Por fim, mas não menos importante, o princípio da Responsabilidade Corporativa, que está enraizado na Lei de Recuperações. A função social da empresa (já referida acima) talvez seja o principal objetivo a ser alcançado pelas empresas que se utilizam da recuperação judicial na busca pelo equilíbrio do seu caixa e das suas relações com o mercado. A necessidade de zelo na condução das relações desenvolvidas com todos colaboradores e parceiros da empresa, visando a sustentabilidade, perenidade da atividade, e de todo o retorno que a empresa gera para a sociedade, em retorno de distribuição de riqueza na forma de salários e tributos, notadamente.
A gestão da reestruturação impõe uma transformação radical e efetiva, que requer sacrifícios. Para tanto, são impostas medidas para o restabelecimento da confiança da empresa com seus Stakeholders, tais como a substituição de seus principais executivos e diretores, a estabilização da crise através de medidas de austeridade com corte de custos e despesas, as mudanças estruturais, o foco estratégico, dentre muitos outros.
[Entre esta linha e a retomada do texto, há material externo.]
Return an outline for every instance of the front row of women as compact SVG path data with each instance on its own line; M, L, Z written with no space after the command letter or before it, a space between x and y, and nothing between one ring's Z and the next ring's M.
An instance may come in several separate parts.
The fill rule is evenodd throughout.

Em suma, como brevemente exposto nos parágrafos acima, a Recuperação Judicial é instrumento jurídico de grande eficácia, notadamente por conceder “tempo” e proteção à empresa afetada por situação de crise, para que possa manter sua atividade empresarial, porém, este instrumento jurídico não pode ser remédio desacompanhado de qualquer outra medida, o tratamento demanda além da gestão do processo da recuperação judicial, a gestão da reestruturação empresarial, na qual se age extrajudicialmente e na correção de rumos em termos de gestão empresarial efetivamente, para que, tal qual na condução da economia de um País, se gere expectativas positivas em torno da empresa, no caso destas pela adoção das melhores práticas governança corporativa, processo este que é coroado com o restabelecimento de confiança com os Stakeholders, restando garantido o efetivo sucesso do plano e do projeto de reestruturação como um todo.